= Carlo Peroni (conductor) =

Italian opera conductor

Carlo Pasquale Peroni (February 8, 1888 – March 12, 1944) was an Italian opera conductor who served as the musical director of Fortune Gallo's San Carlo Opera Company (SCOC) from 1921 until his death 23 years later. With that company he performed in almost every major city in North America, typically conducting 8 opera performance a week eight months out of the year. In 1934, upon Peroni's 500th performance with the SCOC, The New York Times declared that he had conducted more grand opera performances in North America than any conductor in history.

==Life and career==
Peroni was born in Rome to Anacleto Peroni and Bice Arcari. He studied music at the Accademia Nazionale di Santa Cecilia. He began working as a musician and music teacher at a young age, and by the age of 13 his wages from teaching piano and harmony was the primary source of income for his family. At the age of 15 he began conducting, leading a 30 piece boys band in Rome. In 1914, he immigrated to the United States where his career was largely centered for the rest of his life. He served in the United States Navy during World War I, after which he worked as a conductor for Antonio Scotti's touring company the Scotti Opera Company from 1919 to 1921. Wilfrid Pelletier was notably his assistant at the Scotti Opera.

Peroni was admired for his photographic memory. He often conducted without a score and was said to have completely memorized the complete scores to more than 70 operas. In 1929 he conducted several arias with Giovanni Martinelli for some of the last recordings made by Edison Records.

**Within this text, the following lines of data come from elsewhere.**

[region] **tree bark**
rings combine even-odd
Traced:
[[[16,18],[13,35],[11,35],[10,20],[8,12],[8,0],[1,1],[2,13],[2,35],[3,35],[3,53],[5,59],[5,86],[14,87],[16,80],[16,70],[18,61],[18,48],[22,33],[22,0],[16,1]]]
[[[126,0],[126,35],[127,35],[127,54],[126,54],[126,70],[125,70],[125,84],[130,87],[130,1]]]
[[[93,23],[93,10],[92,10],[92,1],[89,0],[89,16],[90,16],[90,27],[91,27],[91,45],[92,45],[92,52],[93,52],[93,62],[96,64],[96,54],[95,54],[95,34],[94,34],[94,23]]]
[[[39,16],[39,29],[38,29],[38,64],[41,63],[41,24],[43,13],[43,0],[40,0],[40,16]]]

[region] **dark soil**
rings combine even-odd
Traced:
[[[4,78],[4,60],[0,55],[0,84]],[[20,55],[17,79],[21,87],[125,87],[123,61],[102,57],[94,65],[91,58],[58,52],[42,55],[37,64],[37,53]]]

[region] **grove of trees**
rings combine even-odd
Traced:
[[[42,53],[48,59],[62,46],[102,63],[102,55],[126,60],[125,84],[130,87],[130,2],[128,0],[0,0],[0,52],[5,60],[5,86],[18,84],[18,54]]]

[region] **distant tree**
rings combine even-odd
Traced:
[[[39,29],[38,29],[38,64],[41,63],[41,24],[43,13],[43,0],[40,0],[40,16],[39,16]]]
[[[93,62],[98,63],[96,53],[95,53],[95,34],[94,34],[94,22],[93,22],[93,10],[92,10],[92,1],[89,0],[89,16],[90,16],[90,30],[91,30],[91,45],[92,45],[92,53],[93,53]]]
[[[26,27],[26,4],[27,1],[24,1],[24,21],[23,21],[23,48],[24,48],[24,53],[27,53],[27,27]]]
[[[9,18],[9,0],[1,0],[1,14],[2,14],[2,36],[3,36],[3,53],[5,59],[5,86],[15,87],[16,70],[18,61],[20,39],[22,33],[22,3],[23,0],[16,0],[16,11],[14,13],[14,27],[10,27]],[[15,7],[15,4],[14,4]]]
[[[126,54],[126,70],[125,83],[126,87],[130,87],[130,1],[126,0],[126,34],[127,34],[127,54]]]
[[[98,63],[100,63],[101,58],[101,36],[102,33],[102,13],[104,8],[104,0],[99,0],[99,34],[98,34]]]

He also served as director of the Chicago Opera Company from 1941 to 1942 and continued to collaborate with that company periodically up until his death. The last performance he conducted was an SCOC performance of Donizetti's Lucia di Lammermoor at the Academy of Music in Philadelphia in February 1944. After his death in a month later in New York City at the age of 59, he was succeeded by Nicola Rescigno, who later founded the Lyric Opera of Chicago, as musical director of the SCOC.

Peroni married soprano Mary Kaestner in 1917, and she retired from her opera career. She survived him when he died in 1944 in New York City.